La majorité sénatoriale en propose l’étalement, mais nous pensons qu’elle est contre-productive. En ces journées troublées, où une nouvelle demande d’intervention publique est à l’ordre du jour, vous continuez d’amputer les capacités financières des collectivités sur le terrain.

Au-delà de l’action de l’État pour la protection des populations, l’intervention publique est nécessaire en bien des domaines et notamment en matière d’éducation, de prévention de la délinquance, de justice, d’action sociale, de logement, de sport ou de vie associative. Or nos collectivités ont perdu en capacité d’intervention et la diminution tant de leurs achats que de leurs investissements pèse lourd sur la vie économique et sur l’emploi.

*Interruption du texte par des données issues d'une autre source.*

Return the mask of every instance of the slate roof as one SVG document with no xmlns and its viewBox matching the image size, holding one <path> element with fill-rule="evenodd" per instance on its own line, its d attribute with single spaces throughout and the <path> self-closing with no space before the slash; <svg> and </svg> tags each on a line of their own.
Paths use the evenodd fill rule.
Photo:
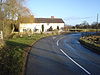
<svg viewBox="0 0 100 75">
<path fill-rule="evenodd" d="M 35 18 L 35 23 L 64 23 L 60 18 Z"/>
<path fill-rule="evenodd" d="M 64 23 L 61 18 L 34 18 L 30 17 L 21 17 L 20 23 Z"/>
</svg>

En présentant nos amendements, nous avons fait apparaître la nécessité de renforcer les moyens de la puissance publique pour agir et intervenir auprès des populations, en lien avec l’action des collectivités territoriales. Si les amendements de la majorité sénatoriale ont conduit à la détérioration du solde budgétaire, en attendant peut-être de diminuer les dépenses,…

M. Philippe Dallier. Sûrement !

Mme Marie-France Beaufils. Puisque vous nous le confirmez…

Je poursuis donc en disant que nos propositions avaient probablement l’avantage de modifier ce solde dans le bon sens.

Nous ne voterons donc pas cette première partie du projet de loi de finances.